Only one good thing about the rain and overcast skies is that we get a bit of a break from temperatures which hover around 90 degrees!  On Thursday of this week we sought cooler temperatures at the Missouri History Museum, which currently has a couple of wonderful exhibits.  The first one we toured is titled "A Walk in 1875 St.Louis".  The creation of this exhibit was generated by Compton and Dry's Pictorial St.Louis, a map depicting the streets of St.Louis in 1875.  It features every single home, building street and even tree in St.Louis in accurate perspective.  Eads Bridge is shown complete with larger than life size statues which were in the plans for the bridge, but never became reality.  The map divided the city into individual 11inch x 18 inch plates that could be pieced together.  For the exhibit they were blown up to 10x 30 feet.  Sections of the town on display are the riverfront, Soulard, Lucas Place, Midtown, Fairgrounds, old North, to name but a few.  Tower Grove is pictured below.
Tower Grove has a lot of trees and open land, however, in the upper left hand corner is Shaw's home.
In addition to the city maps the exhibit displays artifacts from 1875, pictured above is the podium from the Merchant's Exchange Building.  That building held the largest indoor space in the nation, in 1876 St.Louis hosted the Democratic National Convention.  It was the first national convention held west of the Mississippi.  Also, as part of this exhibit, we read  stories of how life was in 1875.  Many  of the common people lived on the riverfront and in the Soulard area in multiple family dwellings.  They shared outhouses, there was no piped in water.  Soulard was an eclectic neighborhood with residents speaking 12 different languages.  Many homeless children wandered the street, they were called "street Arabs".  It was not unusual for a child to hold down a full-time job at the age of 13. 

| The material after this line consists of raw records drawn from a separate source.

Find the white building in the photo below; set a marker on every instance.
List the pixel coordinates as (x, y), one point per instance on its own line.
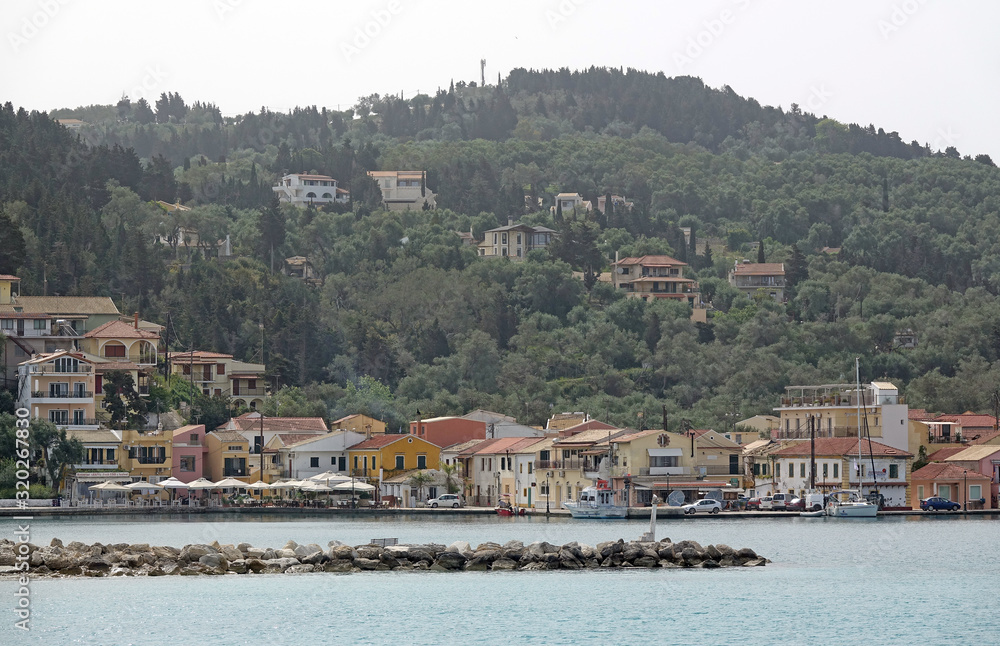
(403, 190)
(319, 454)
(302, 189)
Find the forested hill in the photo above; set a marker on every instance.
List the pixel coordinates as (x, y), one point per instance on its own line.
(407, 317)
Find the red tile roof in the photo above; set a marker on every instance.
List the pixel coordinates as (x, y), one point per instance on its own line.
(120, 330)
(380, 441)
(652, 261)
(843, 446)
(945, 471)
(759, 269)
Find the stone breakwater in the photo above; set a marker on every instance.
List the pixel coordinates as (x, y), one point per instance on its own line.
(122, 559)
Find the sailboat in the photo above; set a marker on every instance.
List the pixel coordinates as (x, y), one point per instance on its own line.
(850, 503)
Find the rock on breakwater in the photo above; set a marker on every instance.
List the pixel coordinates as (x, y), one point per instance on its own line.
(123, 559)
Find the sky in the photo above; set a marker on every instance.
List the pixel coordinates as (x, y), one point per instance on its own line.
(927, 70)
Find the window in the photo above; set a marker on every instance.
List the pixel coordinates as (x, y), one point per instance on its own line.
(116, 350)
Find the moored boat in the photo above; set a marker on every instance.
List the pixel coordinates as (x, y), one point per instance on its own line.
(596, 502)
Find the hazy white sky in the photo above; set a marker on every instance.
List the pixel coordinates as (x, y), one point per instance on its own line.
(925, 69)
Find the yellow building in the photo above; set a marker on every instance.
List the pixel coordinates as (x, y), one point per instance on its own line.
(228, 456)
(358, 423)
(392, 453)
(147, 455)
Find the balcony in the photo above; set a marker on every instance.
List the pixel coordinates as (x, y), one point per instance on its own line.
(249, 392)
(79, 394)
(83, 368)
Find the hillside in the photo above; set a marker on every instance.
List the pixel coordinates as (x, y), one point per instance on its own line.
(408, 318)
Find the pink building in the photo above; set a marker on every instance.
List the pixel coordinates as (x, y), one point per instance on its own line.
(189, 453)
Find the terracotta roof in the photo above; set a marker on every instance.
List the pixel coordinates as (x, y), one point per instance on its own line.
(652, 261)
(943, 454)
(945, 471)
(968, 419)
(759, 269)
(841, 446)
(251, 422)
(974, 453)
(119, 330)
(67, 304)
(380, 441)
(228, 436)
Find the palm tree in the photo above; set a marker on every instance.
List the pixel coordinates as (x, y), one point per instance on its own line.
(419, 480)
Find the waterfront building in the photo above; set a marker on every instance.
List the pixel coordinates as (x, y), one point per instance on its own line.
(315, 454)
(391, 453)
(228, 456)
(190, 453)
(951, 482)
(59, 387)
(838, 467)
(147, 455)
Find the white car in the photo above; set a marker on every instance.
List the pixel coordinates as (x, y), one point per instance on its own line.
(445, 500)
(707, 505)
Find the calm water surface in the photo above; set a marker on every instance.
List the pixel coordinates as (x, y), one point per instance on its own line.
(926, 580)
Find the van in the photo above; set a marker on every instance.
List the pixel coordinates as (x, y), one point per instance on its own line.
(779, 501)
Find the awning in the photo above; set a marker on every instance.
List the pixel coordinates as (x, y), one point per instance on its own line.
(665, 452)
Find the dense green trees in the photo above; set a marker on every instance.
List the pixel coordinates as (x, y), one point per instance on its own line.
(407, 317)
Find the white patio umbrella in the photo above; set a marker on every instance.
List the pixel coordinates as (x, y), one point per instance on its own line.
(107, 485)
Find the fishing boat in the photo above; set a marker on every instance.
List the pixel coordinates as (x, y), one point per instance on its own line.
(596, 502)
(849, 503)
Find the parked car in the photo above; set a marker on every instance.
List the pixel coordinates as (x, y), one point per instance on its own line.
(445, 500)
(706, 505)
(937, 503)
(779, 501)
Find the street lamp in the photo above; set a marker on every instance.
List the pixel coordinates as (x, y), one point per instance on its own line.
(548, 491)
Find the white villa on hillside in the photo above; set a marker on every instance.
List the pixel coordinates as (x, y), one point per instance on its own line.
(302, 189)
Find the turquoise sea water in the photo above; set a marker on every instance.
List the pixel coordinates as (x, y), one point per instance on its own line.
(926, 580)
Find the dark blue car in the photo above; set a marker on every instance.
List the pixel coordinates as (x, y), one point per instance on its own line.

One could spend hours pouring over all the information regarding how people of St.Louis lived in 1875, and it is all quite interesting, but I soon needed a break and at that time a costumed lady walked through the exhibit announcing a play which was soon to start.  She played Charlotte Cushman, an actress who stopped on tour in St.Louis at the Olympic Theater on Broadway Avenue, one of two theaters in town in 1875.
We also spent time at the museum looking at the other exhibit, titled "State of Deception The Power of Nazi Propaganda". It was equally enlightening and fascinating.  However, after 4 hours inside I was ready to step outside and into the heat of the day.  Before leaving Forest Park we stopped at the Jewel Box to enjoy the beauty of the gardens and ponds.  Many colorful water lilies are now in bloom.